Collinear Mecanum Drive: Modeling, Analysis, Partial Feedback Linearization, and Nonlinear Control

Abstract

The collinear Mecanum drive (CMD) is a novel robot locomotion system, capable of generating omnidirectional motion while simultaneously dynamically balancing, achieved using a collinear arrangement of three or more Mecanum wheels. The CMD has a significantly thinner ground footprint than existing omnidirectional locomotion methods, which does not need to be enlarged with increasing robot height as to avoid toppling during acceleration or external disturbance. This combination of omnidirectional manoeuvrability and a thin ground footprint allows for the creation of tall robots that are able to navigate through much narrower gaps between obstacles than existing omnidirectional locomotion methods. This allows for greater manoeuvrability in confined and cluttered environments, such as that encountered in the personal service and automated warehousing robotics sectors.
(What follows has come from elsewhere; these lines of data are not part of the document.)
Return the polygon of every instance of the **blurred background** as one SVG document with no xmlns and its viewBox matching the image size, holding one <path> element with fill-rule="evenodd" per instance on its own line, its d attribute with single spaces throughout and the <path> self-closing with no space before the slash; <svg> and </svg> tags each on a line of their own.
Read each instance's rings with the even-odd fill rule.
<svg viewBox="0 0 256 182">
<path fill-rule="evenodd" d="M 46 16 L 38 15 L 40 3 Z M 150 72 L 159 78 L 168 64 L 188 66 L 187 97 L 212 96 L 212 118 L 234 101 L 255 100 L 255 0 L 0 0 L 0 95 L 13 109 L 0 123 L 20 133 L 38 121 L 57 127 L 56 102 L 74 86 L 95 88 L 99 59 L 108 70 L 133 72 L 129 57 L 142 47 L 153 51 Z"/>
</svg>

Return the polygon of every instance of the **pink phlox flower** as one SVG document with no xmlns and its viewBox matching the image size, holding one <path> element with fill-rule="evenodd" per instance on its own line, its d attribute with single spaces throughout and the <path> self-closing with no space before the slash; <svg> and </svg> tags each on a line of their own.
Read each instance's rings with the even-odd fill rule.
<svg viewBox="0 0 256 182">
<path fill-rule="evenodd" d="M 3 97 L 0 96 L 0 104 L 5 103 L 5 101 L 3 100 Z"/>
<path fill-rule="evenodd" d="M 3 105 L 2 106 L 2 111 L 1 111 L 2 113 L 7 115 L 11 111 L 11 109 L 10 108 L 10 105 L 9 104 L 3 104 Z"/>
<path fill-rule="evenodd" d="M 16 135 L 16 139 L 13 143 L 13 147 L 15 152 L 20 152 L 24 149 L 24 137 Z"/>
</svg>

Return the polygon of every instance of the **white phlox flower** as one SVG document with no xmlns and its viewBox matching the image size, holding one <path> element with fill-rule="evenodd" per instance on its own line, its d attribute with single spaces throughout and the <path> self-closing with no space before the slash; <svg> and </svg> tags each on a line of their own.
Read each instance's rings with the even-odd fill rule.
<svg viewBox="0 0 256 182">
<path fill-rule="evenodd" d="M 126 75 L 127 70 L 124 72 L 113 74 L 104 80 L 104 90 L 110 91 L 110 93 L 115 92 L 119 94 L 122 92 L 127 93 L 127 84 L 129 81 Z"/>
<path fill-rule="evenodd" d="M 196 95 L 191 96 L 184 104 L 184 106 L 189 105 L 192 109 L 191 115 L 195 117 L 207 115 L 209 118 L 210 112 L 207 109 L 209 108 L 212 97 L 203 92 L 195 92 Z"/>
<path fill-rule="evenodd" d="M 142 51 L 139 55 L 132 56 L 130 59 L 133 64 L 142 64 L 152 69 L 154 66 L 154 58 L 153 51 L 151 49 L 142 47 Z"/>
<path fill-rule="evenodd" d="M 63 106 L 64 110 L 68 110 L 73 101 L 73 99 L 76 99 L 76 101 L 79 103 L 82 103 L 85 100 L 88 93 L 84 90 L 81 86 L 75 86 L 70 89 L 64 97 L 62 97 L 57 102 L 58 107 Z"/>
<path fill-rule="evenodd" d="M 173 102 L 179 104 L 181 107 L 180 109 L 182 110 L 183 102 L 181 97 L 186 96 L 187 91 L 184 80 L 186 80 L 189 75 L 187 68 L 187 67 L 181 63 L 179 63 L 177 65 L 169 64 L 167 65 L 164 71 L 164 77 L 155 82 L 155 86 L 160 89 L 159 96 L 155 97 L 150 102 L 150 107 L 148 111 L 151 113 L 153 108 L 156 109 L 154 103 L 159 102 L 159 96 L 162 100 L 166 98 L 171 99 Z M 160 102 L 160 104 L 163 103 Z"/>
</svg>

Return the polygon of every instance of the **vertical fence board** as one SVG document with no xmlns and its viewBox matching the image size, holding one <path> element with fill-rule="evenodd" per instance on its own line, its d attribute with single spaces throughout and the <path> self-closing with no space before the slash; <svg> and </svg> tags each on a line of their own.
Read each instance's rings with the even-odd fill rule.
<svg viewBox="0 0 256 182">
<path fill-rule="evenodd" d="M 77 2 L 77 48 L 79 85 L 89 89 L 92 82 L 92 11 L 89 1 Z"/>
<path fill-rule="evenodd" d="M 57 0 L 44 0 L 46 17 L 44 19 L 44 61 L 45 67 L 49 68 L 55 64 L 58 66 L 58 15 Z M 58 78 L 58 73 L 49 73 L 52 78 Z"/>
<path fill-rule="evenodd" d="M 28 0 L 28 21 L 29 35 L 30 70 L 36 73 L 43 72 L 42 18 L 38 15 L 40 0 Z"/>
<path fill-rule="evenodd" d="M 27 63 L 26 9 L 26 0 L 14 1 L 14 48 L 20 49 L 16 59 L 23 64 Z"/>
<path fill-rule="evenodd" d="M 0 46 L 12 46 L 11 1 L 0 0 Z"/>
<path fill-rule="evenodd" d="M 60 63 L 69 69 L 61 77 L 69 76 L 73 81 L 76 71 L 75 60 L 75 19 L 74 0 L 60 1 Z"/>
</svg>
This article derives the kinematics and dynamics models of the CMD, analyzes controllability and accessibility, and determines the degree to which a CMD can be linearized by feedback. A partial feedback linearization is then performed, and three practically useful nonlinear controllers are derived using a backstepping design approach, all with convergence and stability guarantees for the fully coupled nonlinear model. These are demonstrated both in simulation and on a real-world CMD experimental prototype.